Tipos de Perlas

Perlas Naturales

Como su nombre indica, son un fenómeno totalmente producido por la madre naturaleza. Se forman al introducirse accidentalmente un cuerpo extraño en el interior de una ostra. Esta presencia irritante provoca una reacción de la ostra que, en su defensa, segrega una sustancia perlífera que recubre lentamente dicho cuerpo extraño.

Transcurridos varios años, se habrá formado una perla que si es perfecta en su color, iridiscencia, lustre, textura y forma, alcanzará un altísimo valor.

Si seccionáramos por la mitad una perla natural y la observáramos con un microscopio, nos daríamos cuenta de que el núcleo del cuerpo extraño es casi imperceptible y que la sustancia perlífera que va recubriendo el cuerpo está dispuesta en capas partiendo del centro hacia la superficie externa.

Las perlas naturales son, hoy en día, prácticamente inexistentes y su valor es incalculable. Este es el motivo por el cual la mayoría de las perlas llamadas “naturales” que encontramos en joyerías en realidad sean “perlas cultivadas”.


Perlas Cultivadas

Son el resultado de experimentos japoneses llevados a cabo a lo largo del siglo XIX. En 1913, el japonés Mikimoto, logró poner a punto la técnica de creación de las perlas cultivadas.

Consiste en provocar la secreción perlífera de la ostra introduciéndole artificialmente un núcleo fabricado por el hombre. En el primer decenio del siglo, el núcleo significaba un 5% de la dimensión total de la perla, hoy supera el 90% del diámetro total de la misma. Las ostras necesitan entre un año y medio y 3 años de tiempo para producir las más bellas perlas. A causa de la creciente demanda, muchos cultivadores están reduciendo drásticamente el tiempo de producción de la ostra a meses. El resultado son perlas de bajo precio pero también de baja calidad, de menor espesor del recubrimiento, mayor diámetro del núcleo y fácilmente predispuestas a oxidarse o a presentar defectos en su superficie.


Perlas Orgánicas: sólo MAJORICA

Las perlas Majorica utilizan, al igual que la ostra, los procedimientos y los componentes orgánicos que se presentan en la naturaleza, mediante la más innovadora tecnología y un proceso celosamente guardado, Majorica ha obtenido “la perla perfecta” por color, iridiscencia, lustre, textura y resistencia.

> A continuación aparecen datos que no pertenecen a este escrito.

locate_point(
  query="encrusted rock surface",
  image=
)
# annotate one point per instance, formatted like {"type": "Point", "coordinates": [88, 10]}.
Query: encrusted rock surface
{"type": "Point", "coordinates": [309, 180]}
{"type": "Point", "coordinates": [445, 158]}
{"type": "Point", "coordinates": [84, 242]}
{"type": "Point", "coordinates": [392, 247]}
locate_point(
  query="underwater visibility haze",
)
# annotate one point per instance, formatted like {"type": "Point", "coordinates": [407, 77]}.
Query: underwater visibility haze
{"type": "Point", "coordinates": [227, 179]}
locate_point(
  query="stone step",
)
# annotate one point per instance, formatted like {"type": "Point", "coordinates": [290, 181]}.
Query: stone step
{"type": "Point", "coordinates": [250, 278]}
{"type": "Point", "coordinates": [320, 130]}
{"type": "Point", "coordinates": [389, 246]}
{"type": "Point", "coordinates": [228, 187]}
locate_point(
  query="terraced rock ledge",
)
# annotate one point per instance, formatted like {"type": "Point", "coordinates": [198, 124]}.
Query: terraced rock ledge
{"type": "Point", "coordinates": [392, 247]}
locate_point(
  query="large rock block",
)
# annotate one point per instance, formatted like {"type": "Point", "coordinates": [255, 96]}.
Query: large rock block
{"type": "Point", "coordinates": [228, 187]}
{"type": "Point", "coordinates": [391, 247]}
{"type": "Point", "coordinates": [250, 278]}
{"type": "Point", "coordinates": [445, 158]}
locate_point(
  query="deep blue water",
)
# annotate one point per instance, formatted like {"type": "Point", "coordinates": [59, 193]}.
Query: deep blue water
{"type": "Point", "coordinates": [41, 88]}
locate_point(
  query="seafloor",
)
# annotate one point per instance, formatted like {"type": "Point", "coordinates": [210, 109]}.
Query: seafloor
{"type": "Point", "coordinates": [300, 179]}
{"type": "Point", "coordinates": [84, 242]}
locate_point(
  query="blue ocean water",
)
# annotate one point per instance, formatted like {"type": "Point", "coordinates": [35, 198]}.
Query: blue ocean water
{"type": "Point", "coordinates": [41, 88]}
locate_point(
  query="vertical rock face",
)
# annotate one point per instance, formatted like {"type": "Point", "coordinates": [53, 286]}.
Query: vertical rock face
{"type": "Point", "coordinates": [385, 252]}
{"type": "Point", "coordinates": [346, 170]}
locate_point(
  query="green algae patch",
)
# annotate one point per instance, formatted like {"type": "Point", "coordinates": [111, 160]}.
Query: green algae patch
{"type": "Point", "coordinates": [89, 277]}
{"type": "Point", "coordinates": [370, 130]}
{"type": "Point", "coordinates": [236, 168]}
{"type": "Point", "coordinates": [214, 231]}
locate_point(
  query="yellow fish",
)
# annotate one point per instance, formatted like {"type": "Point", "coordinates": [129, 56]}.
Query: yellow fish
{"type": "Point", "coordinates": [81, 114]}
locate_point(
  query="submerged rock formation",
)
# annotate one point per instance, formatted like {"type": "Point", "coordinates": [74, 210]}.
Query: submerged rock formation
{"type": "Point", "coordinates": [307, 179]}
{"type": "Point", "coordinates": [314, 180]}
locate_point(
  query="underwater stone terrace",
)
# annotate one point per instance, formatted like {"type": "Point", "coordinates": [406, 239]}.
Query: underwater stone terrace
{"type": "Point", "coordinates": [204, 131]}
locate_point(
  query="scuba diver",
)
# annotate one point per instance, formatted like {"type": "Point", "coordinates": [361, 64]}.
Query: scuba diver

Las investigaciones realizadas en laboratorios gemológicos han resultado concluyentes: las perlas Majorica son remarcablemente similares en calidad a las buenas perlas cultivadas.

Sólo perfección. Sólo perlas Majorica.

Para llevar a cabo la creación de las perlas Majorica, estas siguen unos estrictos niveles de fabricación. A través de un proceso similar al de la ostra, un núcleo de cristal opalino de características similares al alabastro es recubierto capa a capa con esencia perlada. Dicha esencia, es la que otorga a la perla su excepcional lustre y magnífica iridiscencia. Tras la aplicación de cada una de las capas de baño orgánico, las perlas son cuidadosamente pulidas a fin de eliminar cualquier imperfección. Para completar con éxito todo el proceso, la perla debe ser sometida a rigurosísimos controles de calidad que confirmarán la inalterabilidad del color, lustre e irisación de la perla y su resistencia ante cualquier agente externo nocivo.


Perlas de imitación

Para la creación del núcleo se utilizan generalmente materiales poco apreciados como el vidrio o el plástico, que se recubren con 4 ó 5 capas de productos químicos. Evidentemente carecen de irisación y resistencia, generalmente tienen imperfecciones, su color es poco natural y su precio es realmente bajo.

Hay que estar alerta con las imitaciones de las perlas Majorica. Majorica es el nombre registrado de nuestra gran calidad. Rechace nombres parecidos como Majorca, Mallorque o Mallorca.